Мефодин начал молча подниматься. Взглянув на бешеный оскал его рта, Шполянский быстро пошел к порогу.

Приход Шполянского снова взвинтил Мефодина. Сняв «бобочку», он пятерней, быстрыми, короткими рывками расчесал кудри.

— Недооценивают у нас подобных типов. Плохо человеку, если около него подобные Шполянские крутятся. Однако я держался крепко. Характер у меня настойчивый. И прут из меня такие силы, что до слез, а деть их некуда. И вдруг — целина! Объявляют вербовку шоферов в совхоз Жангабыл. Эх, как взвился я! Вот оно, думаю, то самое, что мне нужно! А главное, тут…

Он улыбнулся стыдливо и отвел глаза.

— Не умею я правильно сказать, вы, пожалуй, смеяться будете. Всего мне двадцать лет, а тут партия, тут народ ко мне обращается: «Помогай!» А я отвечаю: «Буду помогать, буду целину поднимать!» Гордость в себе почувствовал. Но и о своей судьбе, конечно, не забываю. Думаю — целина золотой сундук, авось и на мою долю в нем хоть копеечка найдется. Целина мне анкету наново перепишет и новую характеристику выдаст. Так на себя прикидывал. И завербовался в совхоз. Дали мне машину, ну прямо влюбиться можно! Да вы же видели! Живу, дышу в обе ноздри! А в душе, как в горнице, когда вымыли и свежим веником подмели. Вдруг — трах-тах-тарарах! Открываются мои комбинации-спекуляции! Подозреваю, что сука Шполянский на меня настучал, у него душа перевертывается, если человек из грязи начинает вылезать. Вот когда меня прищемило! Голову потерял. Если, думаю, выгонят из совхоза, или себя убью, а не то кому-нибудь голову снесу! Это я уж сдуру. Прямо затмение нашло. Боялся, выходку себе какую-нибудь позволю. Однако повезло мне.
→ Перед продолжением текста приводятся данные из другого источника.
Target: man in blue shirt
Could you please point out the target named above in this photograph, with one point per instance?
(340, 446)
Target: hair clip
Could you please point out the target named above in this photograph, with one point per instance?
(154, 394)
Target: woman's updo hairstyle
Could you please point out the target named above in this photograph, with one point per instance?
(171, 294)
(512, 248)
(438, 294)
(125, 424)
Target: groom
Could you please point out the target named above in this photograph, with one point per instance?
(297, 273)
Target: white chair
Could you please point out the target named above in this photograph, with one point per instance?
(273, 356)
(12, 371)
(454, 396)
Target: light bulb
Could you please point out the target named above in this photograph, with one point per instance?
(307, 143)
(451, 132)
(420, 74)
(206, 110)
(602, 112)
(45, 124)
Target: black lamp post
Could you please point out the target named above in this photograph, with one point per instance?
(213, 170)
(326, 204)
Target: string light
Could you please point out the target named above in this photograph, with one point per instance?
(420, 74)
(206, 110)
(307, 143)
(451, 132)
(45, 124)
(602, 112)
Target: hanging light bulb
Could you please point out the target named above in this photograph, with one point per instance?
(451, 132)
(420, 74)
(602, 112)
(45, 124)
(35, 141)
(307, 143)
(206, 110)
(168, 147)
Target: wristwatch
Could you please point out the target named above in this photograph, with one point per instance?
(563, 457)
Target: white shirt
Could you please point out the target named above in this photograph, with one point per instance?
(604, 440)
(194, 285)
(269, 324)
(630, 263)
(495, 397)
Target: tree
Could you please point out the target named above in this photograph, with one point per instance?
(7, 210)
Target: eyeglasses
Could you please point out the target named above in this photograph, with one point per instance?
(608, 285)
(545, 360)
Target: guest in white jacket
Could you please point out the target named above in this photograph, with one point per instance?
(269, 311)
Вызвали меня дед Корчаков и Садыков, гайку подкрутили здо́рово, но из совхоза не турнули и на машине оставили. Доверяем, мол. А Садык-хан все ж таки сощурился, ноздри свои вот так сделал и говорит: «Но, смотри, Мефодин!» И прилипло ко мне, как к собаке репей, это «смотри, Мефодин!» А за Садыком и ребята. Двадцать раз на день и три раза на ночь крикнут: «Смотри, Мефодин!» Вы сами слышали. В шутку, конечно, а мне все же обидно.

— С обиды и выпили на Цыганском дворе? — сочувственно спросил Борис.
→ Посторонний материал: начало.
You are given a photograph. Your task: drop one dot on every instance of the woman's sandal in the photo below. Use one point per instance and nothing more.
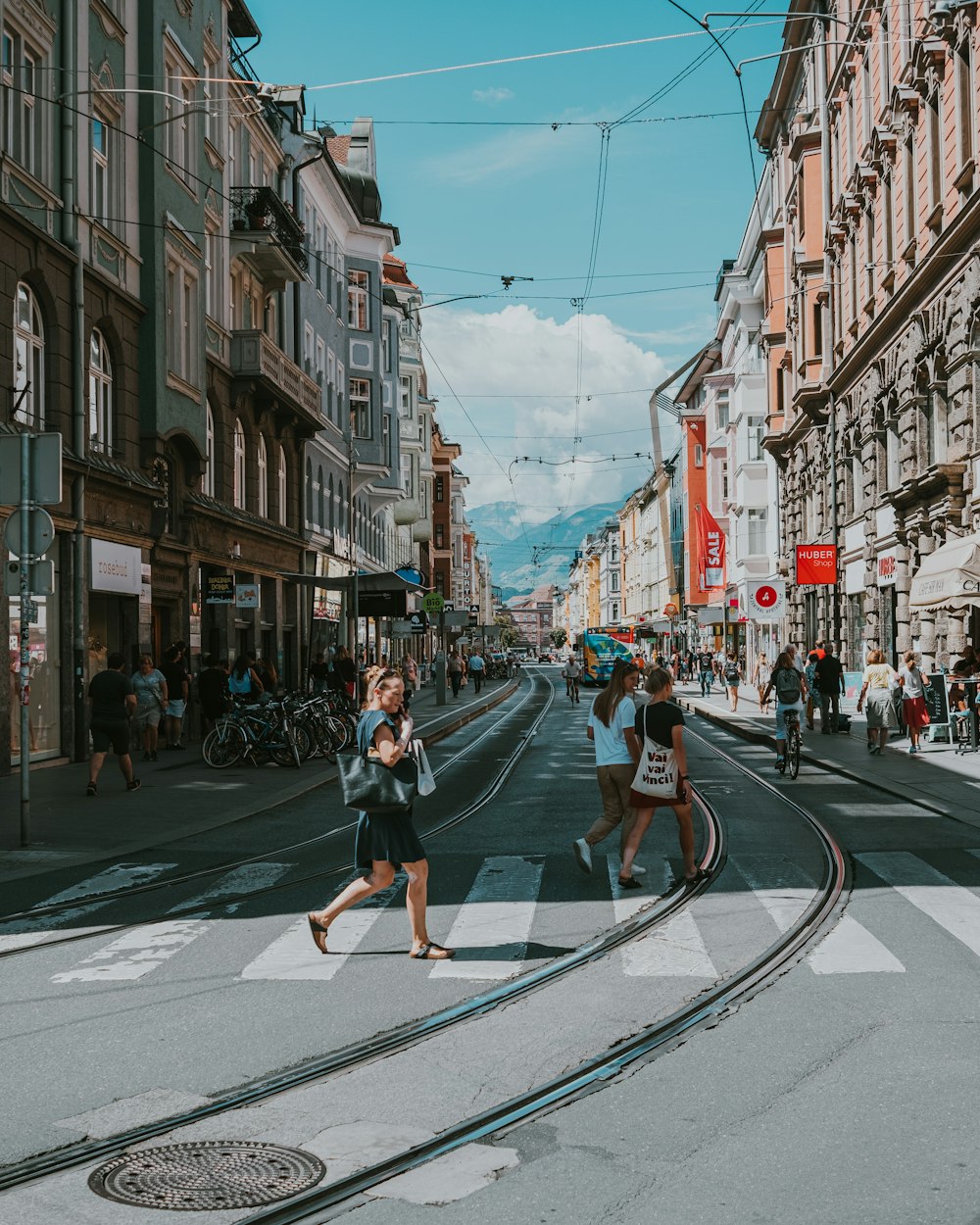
(318, 929)
(424, 954)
— Нет, поверьте, честному слову, нет! С радости! Как выехали в степь, все во мне запело! Каждый кустик — родной брат, каждая лужица — родная сестрица! Еду на целину за новой характеристикой! А тут еще солнышко играет, машина соловьем заливается и дорога сама под колеса летит! И хоро-ошо же! — мечтательно протянул он. — Помните, Шполянский к нам подсел. Хотел он мне в душу мути напустить — не вышло! А на Цыганском дворе все-таки подловил меня, нечистый дух! Давай, говорит, обмоем целину! А меня прямо распирает от радости! Так бы и обнял всех или… отлупил бы какого-нибудь гада. И надо бы! А для меня Шполянский будто самый лучший друг стал. И выпили. Да… вот тебе и выпили…

Он замолчал, так низко опустив голову, будто падал со стула. Борису захотелось подойти к нему и крепко, по-дружески шлепнуть по плечу.

— Не знаю, для чего вы рассказали мне все это, — поднялся он с подоконника, — но я попробую попросить товарища Садыкова вернуть вам машину. Но особенно на меня не надейтесь. Не велика персона, может и отказать.

— Не откажет! Убей бог, не откажет! Пресса! — значительно поднял палец шофер.

— А вы меня не подведете? — серьезно посмотрел на него Борис.

Мефодин положил ладонь на горло и что-то трудно проглотил, глядя на журналиста таким глубоким, до конца обнаженным взглядом, что Борис устыдился своих сомнений и не стал ждать ответа.